Sonnenblumen-Legende


Nachdem der liebe Gott die Welt geschaffen hatte mit ihren Pflanzen, Tieren und Menschen, ging er noch einmal durch seinen schönen Paradiesgarten und freute sich, weil alles so gut war. Er sah wie Adam und Eva mit all den kleinen und großen Tieren spielten, hörten wie die Vögel zwitscherten und sangen und erfreute sich an den bunten Blumen zwischen den Gräsern, die in den schönsten Farben leuchteten und süß oder herb dufteten, um ihren großen Schöpfer zu loben.
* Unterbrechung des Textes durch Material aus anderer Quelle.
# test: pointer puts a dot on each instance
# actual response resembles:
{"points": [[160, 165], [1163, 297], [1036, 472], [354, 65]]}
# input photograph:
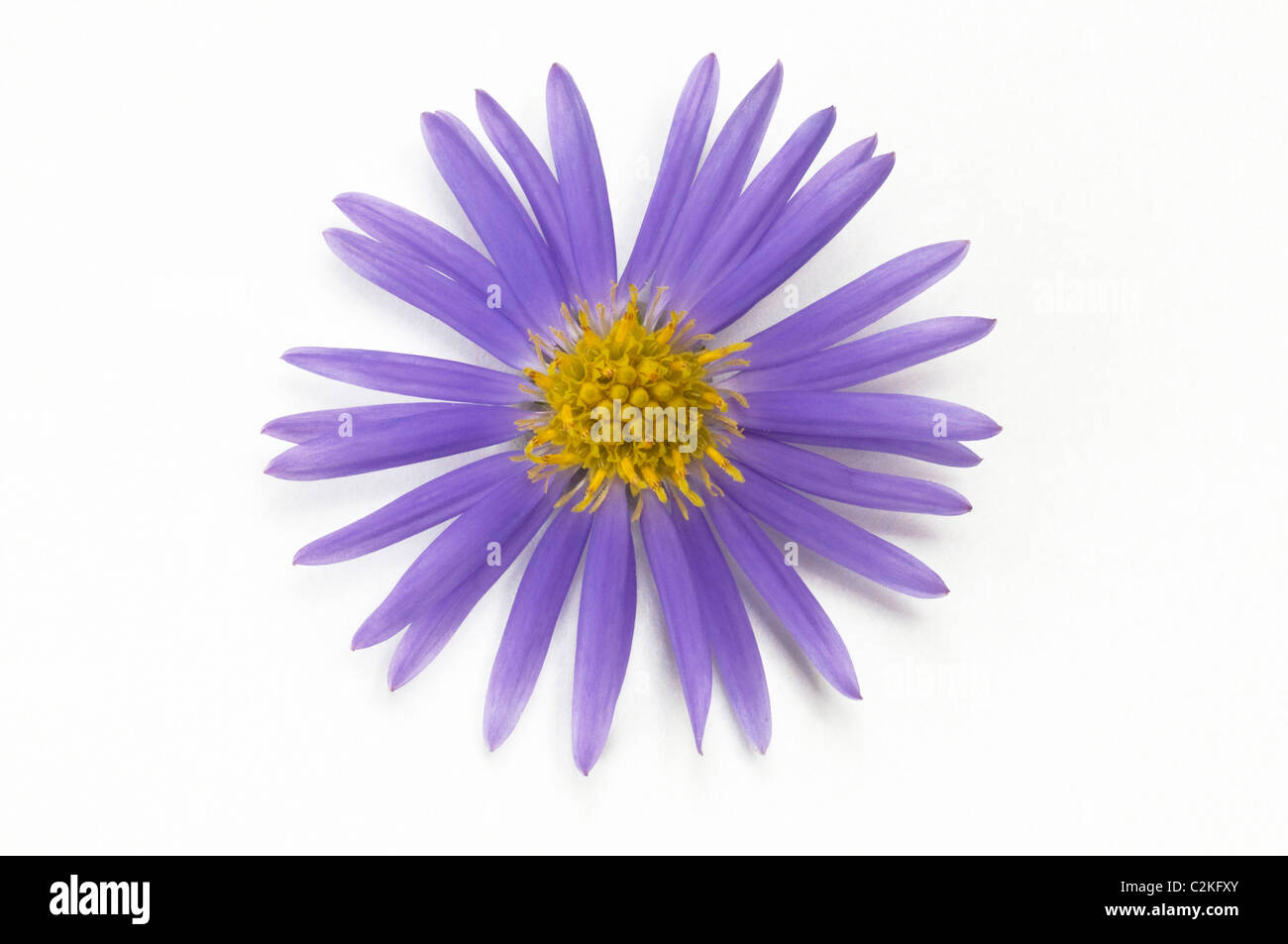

Ganz abseits am Wegesrand jedoch fand er ein hochgeschossenes Kraut mit großen grünen Blättern. Es war höher gewachsen als die meisten anderen Pflanzen, aber es hielt seinen Kopf gesenkt, war traurig und weinte still vor sich hin. Erschrocken blieb der Herr stehen und fragte, warum es so weinen müsse.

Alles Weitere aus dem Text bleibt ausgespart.